I decided to make apple muffins…. then I thought cranberry bread would be a better idea.
I wanted pumpkin pecan pancakes…. then I thought that plain old cinnamon toast would be the best idea ever.
Instead… I just combined every possible holiday flavor into this vegan quick bread.
I did that, and I’m glad I did.
This bread has everything:
warm and comforting pumpkin and spice, tangy fresh cranberries, baked apples, toasted pecans and cinnamon sugar.
I mean… if we’re going to go with something holiday-y… why not go all the way?
I’m going to make this about fourteen more times before the year is done.
Now… because this recipe is vegan and doesn’t have any eggs to help bind the gluten… it’s a little crumbly. It’s important to let the loaf cool completely before slicing. And! Slice into thick generous slices. Pro tips.

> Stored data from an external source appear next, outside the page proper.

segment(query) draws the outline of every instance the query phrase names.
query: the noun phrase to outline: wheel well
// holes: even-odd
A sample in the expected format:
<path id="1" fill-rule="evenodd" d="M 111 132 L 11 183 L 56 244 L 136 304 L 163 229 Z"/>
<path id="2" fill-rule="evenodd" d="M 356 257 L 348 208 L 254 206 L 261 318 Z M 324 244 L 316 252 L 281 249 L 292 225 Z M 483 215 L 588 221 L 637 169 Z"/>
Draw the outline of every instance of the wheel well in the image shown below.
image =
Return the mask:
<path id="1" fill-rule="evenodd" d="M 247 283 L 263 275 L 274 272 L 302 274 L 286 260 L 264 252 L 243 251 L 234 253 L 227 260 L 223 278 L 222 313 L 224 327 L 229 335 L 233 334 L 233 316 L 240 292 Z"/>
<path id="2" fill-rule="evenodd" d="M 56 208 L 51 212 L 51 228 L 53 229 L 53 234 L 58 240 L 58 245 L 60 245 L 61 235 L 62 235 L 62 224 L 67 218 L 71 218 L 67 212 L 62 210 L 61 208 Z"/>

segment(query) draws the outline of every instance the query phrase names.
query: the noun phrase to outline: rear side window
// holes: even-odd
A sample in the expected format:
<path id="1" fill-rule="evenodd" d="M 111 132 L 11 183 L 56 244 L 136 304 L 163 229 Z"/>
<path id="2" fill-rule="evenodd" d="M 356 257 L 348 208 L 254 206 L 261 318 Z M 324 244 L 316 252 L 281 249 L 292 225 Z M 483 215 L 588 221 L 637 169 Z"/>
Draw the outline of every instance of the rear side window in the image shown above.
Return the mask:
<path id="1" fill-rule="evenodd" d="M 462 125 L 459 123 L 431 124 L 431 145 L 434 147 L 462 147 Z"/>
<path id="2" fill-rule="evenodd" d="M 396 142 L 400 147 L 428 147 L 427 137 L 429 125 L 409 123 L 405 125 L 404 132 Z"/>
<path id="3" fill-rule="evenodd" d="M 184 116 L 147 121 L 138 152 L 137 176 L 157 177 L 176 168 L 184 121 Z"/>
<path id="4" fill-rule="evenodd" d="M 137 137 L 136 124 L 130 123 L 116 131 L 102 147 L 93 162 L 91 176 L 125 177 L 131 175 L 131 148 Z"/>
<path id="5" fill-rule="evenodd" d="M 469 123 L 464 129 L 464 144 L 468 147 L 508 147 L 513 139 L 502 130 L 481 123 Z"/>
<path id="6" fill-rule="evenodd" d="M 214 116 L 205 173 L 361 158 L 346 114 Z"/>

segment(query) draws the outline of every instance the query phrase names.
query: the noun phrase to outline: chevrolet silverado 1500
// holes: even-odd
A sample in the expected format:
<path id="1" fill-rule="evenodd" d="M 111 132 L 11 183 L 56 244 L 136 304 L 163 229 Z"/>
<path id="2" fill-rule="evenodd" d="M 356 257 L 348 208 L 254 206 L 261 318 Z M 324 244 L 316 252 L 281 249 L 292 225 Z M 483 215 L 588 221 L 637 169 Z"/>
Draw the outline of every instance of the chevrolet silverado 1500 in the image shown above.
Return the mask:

Vegan Pumpkin Cranberry Apple Pecan Bread
makes two 9x4x3-inch loaves (and it freezes well!)
2 cups all-purpose flour
1 1/2 cups whole wheat flour
2 cups light brown sugar, packed
2 teaspoons baking soda
1 teaspoon baking powder
1 teaspoon salt
1 teaspoon freshly grated nutmeg
1 teaspoon cinnamon
1 teaspoon allspice
1/2 teaspoon cloves
1 15-ounce can pumpkin puree, or just under two cups
1 cup vegetable oil
1/3 cup maple syrup
1/3 cup water
1 cup chopped pecans plus 8 pecan halves
1 heaping cup fresh cranberries
1 medium Granny Smith apple, peeled and cored and cut into small pieces
Preheat oven to 350 degrees F. Place a rack in the center of the oven. Grease and flour two loaf pans (mine are 9x4x3) and set aside.
In a large bowl, whisk together flours, sugars, baking soda, baking powder, salt and spices.
In a medium bowl, carefully whisk together pumpkin puree, oil, maple syrup and water.
Add the wet ingredients to the dry ingredients and use a spatula to fold all of the ingredients together. Make sure to scrape the bottom of the bowl well, finding any stray flour bits to mix in. Fold in most of the chopped pecans, cranberries and apple chunks.
Divide the dough between the two greased pans and arrange pecan halves on top of each loaf. Sprinkle loaf with cinnamon and granulated sugar if you’d like. Bake for 1 hour to 1 hour and 15 minutes, or until a skewer inserted in the center comes out clean. Remove from the oven. Let rest in the pans for 20 minutes, then invert onto a cooling rack.
Cool completely before slicing. Slice into thick pieces and serve. Maybe even wrap one loaf up in plastic wrap and store in the freezer for future munching.
Shannon M
I just made this bread this morning and I followed everything; except I replaced the (1) cup of oil with (1) cup of unsweetened applesauce. It came out beautifully moist and scrumptious. Not crumbly at all. Thanks for this wonderful recipe!
Denise
A little change up…used whole wheat pastry flour for the all purpose, brown rice flour for the whole wheat, agave for the maple syrup and applesauce for the oil (it’s what we had available!) and cooked them in muffin tins at 350 for 25 mins. Delicious!! May add more cinnamon next time :)
bunny mama
Oh, totally yum. Made this yesterday, and the whole house smelled fantastic all evening. I kept one loaf for my family, gave the other to my in-laws. Everybody raved about it – even my 3 year old! This one tipped the scale for me. I’ve gone from major baker’s crush to full on madcrazylove for you, Joy. Hope you’re okay with that.
Julia
Um, wow. I just discovered your site and was looking for a wholesome easy bread recipe, and I came across this one. I just finished backing, it’s SO GOOD! And looks so pretty fresh out of the oven. I subbed honey for the syrup and cashews/almonds for the pecans. I also used Truvia in place of the sugar since I’m REALLY trying to lessen my intake. Can’t wait to share this at work today!
lauren
‘i must make this cake, i must make this cake!’
that’s what my eyes are telling me… yep my eyes. (or.. brain ? idk) all i DO know is, i need to make this cake-bread-delicious explosion asap! thanks always for your delicious and scrumptious recipes! my mouth is officially watering now. great. ~lauren :)
Adriana A.
Did half the recipe and it was too good!
Becca
Scrum-dittly-uptous! The only word to describe this deliciously delicious bread. Instead of making 1 big loaf I made mini loaves! I’m obsessed with mini loaves! They are the most adorable bundles of yumminess. Thanks for the recipe Joy – massive fan of your blog!
Melissa
My sister and I are in the middle of making this loaf. We put most of the batter in a big bread pan and made some tiny muffins with the extra batter. OMG they are so good! There is just the perfect amount of spice. Not crumbly. Can’t wait to try the loaf! Joy, everything we make of yours is delicious!!